Description:
create_pid_file() in sql/mysqld.cc does not check the return value of
my_write() when writing the process pid to the .pid file. So it ignores
all possible errors that might happen after a successfull my_create().
Especially if the pid file is to be written on a file system with no free
space left the my_create() may succeed (as there are still free inodes
and file slots in the target directory because these had already been
allocated before the file system filled up) but the my_write() fails
as no storage space can be allocated for the new file.
This leads to an empty pid file being written which confuses the
mysqld_safe and the init script. E.g. it is possible to start the server
a second time using mysqld_safe. The second server will later fail
and bail out when it tries to bind to the same socket but InnoDB
recovery happens before that. The customer ended up with two
servers trying to do tablespace recovery at the same time which
led to complete desaster (in 4.1 InnoDB protects itself against this
using file locks but not in 4.0 yet).
How to repeat:
Let --pid-file point to a filled up file system and start the server using mysqld_safe.

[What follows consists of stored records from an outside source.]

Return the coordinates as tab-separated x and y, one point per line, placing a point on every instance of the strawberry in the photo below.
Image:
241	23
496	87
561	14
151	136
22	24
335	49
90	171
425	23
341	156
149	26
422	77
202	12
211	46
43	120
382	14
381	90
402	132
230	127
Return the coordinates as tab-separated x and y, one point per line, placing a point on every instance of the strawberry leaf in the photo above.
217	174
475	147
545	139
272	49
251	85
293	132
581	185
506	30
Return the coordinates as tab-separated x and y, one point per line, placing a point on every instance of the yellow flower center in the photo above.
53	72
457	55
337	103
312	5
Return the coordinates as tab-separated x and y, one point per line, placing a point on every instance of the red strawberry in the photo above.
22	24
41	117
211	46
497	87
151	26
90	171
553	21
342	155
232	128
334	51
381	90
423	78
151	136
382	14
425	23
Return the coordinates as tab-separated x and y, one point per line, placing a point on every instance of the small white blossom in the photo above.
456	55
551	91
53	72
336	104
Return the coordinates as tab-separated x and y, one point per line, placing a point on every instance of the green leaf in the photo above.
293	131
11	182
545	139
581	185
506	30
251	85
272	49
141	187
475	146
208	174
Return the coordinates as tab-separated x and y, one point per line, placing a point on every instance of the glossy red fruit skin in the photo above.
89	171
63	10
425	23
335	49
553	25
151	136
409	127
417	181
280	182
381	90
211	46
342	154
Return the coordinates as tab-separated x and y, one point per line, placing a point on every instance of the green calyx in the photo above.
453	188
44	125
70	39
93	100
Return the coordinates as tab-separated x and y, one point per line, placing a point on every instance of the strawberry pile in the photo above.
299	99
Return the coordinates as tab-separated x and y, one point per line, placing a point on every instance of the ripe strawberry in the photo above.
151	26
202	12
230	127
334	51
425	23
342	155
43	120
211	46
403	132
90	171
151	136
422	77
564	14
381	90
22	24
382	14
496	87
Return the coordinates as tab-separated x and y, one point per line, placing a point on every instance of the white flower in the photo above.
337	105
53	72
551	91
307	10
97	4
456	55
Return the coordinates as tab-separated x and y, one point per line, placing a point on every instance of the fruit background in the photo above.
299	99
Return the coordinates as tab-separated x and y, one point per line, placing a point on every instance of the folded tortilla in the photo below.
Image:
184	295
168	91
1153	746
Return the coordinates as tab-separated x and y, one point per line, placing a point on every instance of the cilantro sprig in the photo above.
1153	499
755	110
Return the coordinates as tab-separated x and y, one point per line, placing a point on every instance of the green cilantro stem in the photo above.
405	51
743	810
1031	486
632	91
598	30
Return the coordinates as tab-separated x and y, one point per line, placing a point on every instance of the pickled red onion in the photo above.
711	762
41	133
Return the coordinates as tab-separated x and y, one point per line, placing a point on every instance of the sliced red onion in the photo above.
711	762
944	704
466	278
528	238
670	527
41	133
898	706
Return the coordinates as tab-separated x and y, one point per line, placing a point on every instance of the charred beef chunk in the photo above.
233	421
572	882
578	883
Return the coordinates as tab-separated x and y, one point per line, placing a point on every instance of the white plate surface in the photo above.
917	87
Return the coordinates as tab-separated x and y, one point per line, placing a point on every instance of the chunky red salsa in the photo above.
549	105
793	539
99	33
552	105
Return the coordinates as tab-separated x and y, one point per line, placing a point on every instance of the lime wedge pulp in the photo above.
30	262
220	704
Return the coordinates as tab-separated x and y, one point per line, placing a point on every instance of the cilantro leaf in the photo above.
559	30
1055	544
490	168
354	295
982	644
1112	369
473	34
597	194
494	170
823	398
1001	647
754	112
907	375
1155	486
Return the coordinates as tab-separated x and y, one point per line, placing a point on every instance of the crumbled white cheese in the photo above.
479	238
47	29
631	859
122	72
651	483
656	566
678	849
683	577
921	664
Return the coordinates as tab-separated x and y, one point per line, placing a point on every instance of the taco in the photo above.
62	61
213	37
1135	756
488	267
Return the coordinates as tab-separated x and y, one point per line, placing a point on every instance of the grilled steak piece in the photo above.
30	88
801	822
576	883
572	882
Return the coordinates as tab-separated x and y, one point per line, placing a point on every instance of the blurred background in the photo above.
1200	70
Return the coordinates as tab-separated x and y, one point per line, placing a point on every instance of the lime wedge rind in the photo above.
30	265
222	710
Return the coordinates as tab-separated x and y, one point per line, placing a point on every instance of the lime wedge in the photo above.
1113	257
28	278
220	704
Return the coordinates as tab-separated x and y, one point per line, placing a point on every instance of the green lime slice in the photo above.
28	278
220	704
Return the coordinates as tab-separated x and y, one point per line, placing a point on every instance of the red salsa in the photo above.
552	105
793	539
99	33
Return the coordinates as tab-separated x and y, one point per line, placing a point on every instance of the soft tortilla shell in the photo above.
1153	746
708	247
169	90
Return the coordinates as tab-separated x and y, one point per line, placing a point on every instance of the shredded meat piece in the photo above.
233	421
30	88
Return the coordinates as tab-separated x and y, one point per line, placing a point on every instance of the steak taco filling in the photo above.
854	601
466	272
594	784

The pid file will be created empty and it is possible to start the server using mysqld_safe a second time.
Suggested fix:
Check number of bytes written returned by my_write() in create_pid_file() (which is in sql/mysqld.cc) and at least give a meaningfull error message. Or maybe just pass the right flags to my_write() to make it complain.
Or maybe the server should even bail out if either my_create() or my_write() fails
as the mysqld_safe and the init script heavily rely on this file being correctly written?
The scripts can be extended to be aware of empty pid files and to try to check/kill
all running mysqld processes in this case as a workaround (i have patches for that
on the other laptop, will add them later) but this will not play nice if multiple independant
servers are running on the same machine.